И слышишь, Селина, я не помог ей, не протянул руки, не сделал шага, вернее, нет — сделал! Когда рубашка на ней загорелась, она собралась с силами и поползла, совсем голая, почерневшая, точно обожженный на огне цыпленок, к приоткрытому окну. Тогда я направил на нее шланг да и нацелился струей воды в грудь… Хлестанул прямо между ее висюльками и отшвырнул — а она барахтается, все четыре лапы кверху — к дальней стене мансарды; я прямо ликовал, я все говорил себе: «Повезло же тебе, бабка! Ведь это всего-навсего вода». А будь у меня в руках огнемет, я бы им устроил спектакль покрасивей. Не надо думать, будто человек в тот момент страдает. Потом — да, а в тот момент просто не успевает человек ничего почувствовать. Когда в сороковом меня ранило, я даже не увидел, как это случилось, — упал без сознания, только в голове мелькнуло: «Какой дурак швырнул сигарету мне в волосы…» Я прямо ликовал, Селина! И тут как раз кто-то мне крикнул: «Ты там не видишь бабушки? Внизу ее нет!» И я сказал — не вижу. Да вообще-то и вправду уже не видел ее. Стена чердака была обшита дранкой и уже рухнула внутрь, так что в мансарде только пламя клубилось и стоял дым. Один красный гном крутил чертов вальс с черной гномихой! А старуха — она поджаривалась, превращалась себе в уголь… В конце-то концов, это же здорово — умереть, как Жанна д'Арк. Мне так не повезет — я буду болтаться на веревке, высунув язык, или плыть вспученным трупом по течению…
Он умолкает, тяжело дыша, с блуждающим взглядом, и тут замечает, что я отпрянула от него. Выражение его лица меняется, становится снова таким, как пять минут назад, на нем снова появляется отчаяние. Он хватается за голову.
— Ты видишь, Селина, как заговорю об этом, так уже и не могу с собой справиться. Сидит он у меня там, внутри, эта сволочь, никак не вылезает, только и выжидает, как бы сбить меня с толку. Ступай, ложись спать, ступай же!
И он снова отворачивается к стене.
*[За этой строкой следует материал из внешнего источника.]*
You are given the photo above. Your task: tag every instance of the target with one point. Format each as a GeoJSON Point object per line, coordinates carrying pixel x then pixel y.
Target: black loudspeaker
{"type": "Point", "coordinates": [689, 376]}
Чувствует ли он, что я подтыкаю под него одеяло, точно это малое дитя, и целую его в затылок, во впадину, углубленную ожогами, где белесые шрамы скрещиваются с закраинами, испещренными лиловатыми утолщениями? Ну что ж, мы услышали признание — эта исповедь не столько обвиняет его, сколько оправдывает. Значит, не будет несправедливостью, если он избежит кары, — заслуживает ее не он, а то, по чьей милости творится эта великая несправедливость, которая, не ограничиваясь этой жертвой, собирает все новые жертвы. А кстати — кто говорит о справедливости? Разве есть необходимость подтверждать свою нежность?
Дверь на чердак заперта, и ключ у меня в кармане: отец туда уже не зайдет. Спрячем и спички. Но нужно ли прятать еще и сечку, и длинный нож, и вертел, и шила, и ножницы, и невинные отвертки?.. Руки у меня опускаются. Тому, кто хочет распроститься с жизнью, нужно совсем немного металла — достаточно одного гвоздя. Значит, спрячем только ружье, в котором есть что-то уж слишком провоцирующее.
Но в тот момент, когда я засовываю его под кровать, ствол царапает по полу, и тотчас зажигается ночник. Мать приподнимает голову с подушки и ошалело смотрит на оружие, качая головой, — она сняла повязку и просто надела платок, сцепив уголки под подбородком. Затем вдруг она все понимает, и невыразимая радость выдавливает из нее улыбку.
— Ты считаешь, что он уже до этого дошел? — говорит она.
XXXII
Это конец. Трудно сказать — какой, но конец. В привычный час, отмеченный звоном будильника, по-привычному одевшись — медленно, размеренно, машинально, он вышел из спальни и наспех проглотил поданный дочерью кофе с молоком. В нем не заметно ничего особенного — такой же печальный и ушедший в себя, как вчера.